Mas, nem tudo são flores. A professora da Escola Municipal de Santiago do Iguape, Iacy Souza, aponta que com a nova rota dos transportes escolares destinados à professores da sede e demais localidades distantes do quilombo,  muitos educadores têm chegado atrasados nas escolas, dificultando a pontualidade das aulas e prejudicando o andamento do aprendizado. Além disso, ela ressalta que com as mudanças planejadas pela atual gestão cachoeirana os desafios serão ainda maiores, visto que entre estas está o funcionamento das escolas em um único turno. A professora afirma que se trata de uma decisão absurda e ineficaz, devido ao número de alunos matriculados nas escolas. “A consequência será a superlotação das salas de aulas e a grande redução no aprendizado”, disse.
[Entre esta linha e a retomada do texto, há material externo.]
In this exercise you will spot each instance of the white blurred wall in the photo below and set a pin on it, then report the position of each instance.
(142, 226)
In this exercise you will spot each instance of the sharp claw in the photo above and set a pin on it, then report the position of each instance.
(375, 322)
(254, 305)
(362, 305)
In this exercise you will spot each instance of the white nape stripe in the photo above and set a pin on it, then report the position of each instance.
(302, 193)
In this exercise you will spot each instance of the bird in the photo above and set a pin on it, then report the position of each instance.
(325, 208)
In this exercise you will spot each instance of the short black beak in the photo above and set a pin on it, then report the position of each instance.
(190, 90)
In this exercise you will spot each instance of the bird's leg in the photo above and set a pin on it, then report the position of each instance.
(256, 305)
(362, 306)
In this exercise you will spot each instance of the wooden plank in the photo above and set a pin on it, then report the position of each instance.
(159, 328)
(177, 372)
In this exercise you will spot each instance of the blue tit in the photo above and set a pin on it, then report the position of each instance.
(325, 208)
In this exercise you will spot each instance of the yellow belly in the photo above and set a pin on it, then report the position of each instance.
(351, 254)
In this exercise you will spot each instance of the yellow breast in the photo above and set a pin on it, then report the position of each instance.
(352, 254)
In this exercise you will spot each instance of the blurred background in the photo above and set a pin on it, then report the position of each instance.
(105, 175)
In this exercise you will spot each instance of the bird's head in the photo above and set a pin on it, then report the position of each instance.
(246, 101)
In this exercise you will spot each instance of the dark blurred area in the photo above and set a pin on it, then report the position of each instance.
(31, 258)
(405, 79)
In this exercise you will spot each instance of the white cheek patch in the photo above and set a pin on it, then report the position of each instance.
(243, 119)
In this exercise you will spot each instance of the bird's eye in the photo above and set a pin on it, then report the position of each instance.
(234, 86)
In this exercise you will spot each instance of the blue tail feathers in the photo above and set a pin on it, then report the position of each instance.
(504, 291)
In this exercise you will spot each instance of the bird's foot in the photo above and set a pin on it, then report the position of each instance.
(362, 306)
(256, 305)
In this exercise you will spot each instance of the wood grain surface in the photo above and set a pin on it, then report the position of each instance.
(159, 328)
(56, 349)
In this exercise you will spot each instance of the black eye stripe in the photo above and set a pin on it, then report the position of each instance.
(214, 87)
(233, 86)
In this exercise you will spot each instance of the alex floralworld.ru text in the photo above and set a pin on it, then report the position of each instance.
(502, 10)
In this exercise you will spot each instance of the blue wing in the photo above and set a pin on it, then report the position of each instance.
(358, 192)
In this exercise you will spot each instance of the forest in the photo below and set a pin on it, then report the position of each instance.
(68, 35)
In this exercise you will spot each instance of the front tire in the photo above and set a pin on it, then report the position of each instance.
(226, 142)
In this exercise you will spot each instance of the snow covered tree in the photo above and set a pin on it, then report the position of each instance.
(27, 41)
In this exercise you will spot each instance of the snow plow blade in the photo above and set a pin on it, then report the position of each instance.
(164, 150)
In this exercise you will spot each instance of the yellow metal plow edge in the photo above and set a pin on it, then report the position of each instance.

A linha de transportes, porém, não contempla todos os estudantes. Na comunidade da Imbiara, os estudantes precisam percorrer boa parte do trajeto à pé, até chegar em um ponto de passagem dos ônibus. Quando chove, uma lagoa se forma no meio do caminho, e os jovens precisam passar pela lama. Não é difícil entender o aumento no número de faltas em dias assim. A vice-diretora do Colégio Estadual Eraldo Tinoco, Clara Amorim, chamada carinhosamente de Duca, ouve regularmente as mesmas reclamações dos alunos, mas pouca coisa pode ser feita. Grupos de estudantes chegaram a filmar as condições do transporte e das estradas e enviar para sites de notícias e páginas nas redes sociais. Apesar da repercussão, nada foi feito.

 

Mas não são apenas as estradas reais que preocupam Duca. O distanciamento dos estudantes ao mundo virtual é para ela outro grande problema. O CEET conta com computadores e internet, apesar de os equipamentos não serem suficientes para todos. O acesso à web, no entanto, é interrompido quando os estudantes voltam para casa. A maioria não tem computadores. “Eles têm dificuldades em ter acesso a vários meios de comunicação e a fontes de pesquisa, isso preocupa”, disse.

A história soa como clichê. Possivelmente existem outros relatos parecidos de realidades vividas por jovens de comunidades quilombolas e rurais em todo o país. Porém, há alternativas. A evasão escolar é um outro problema levantado por educadores. As principais causas são a gravidez na adolescência e as condições financeiras familiares que têm obrigado os estudantes a buscarem empregos e, consequentemente, abandonarem a sala de aula. Ainda assim, este problema tem diminuído ao longo dos anos, e continuar os estudos na Educação Superior não é mais uma alternativa descartada. A trilha ainda é a mesma, mas, felizmente, há outros caminhos.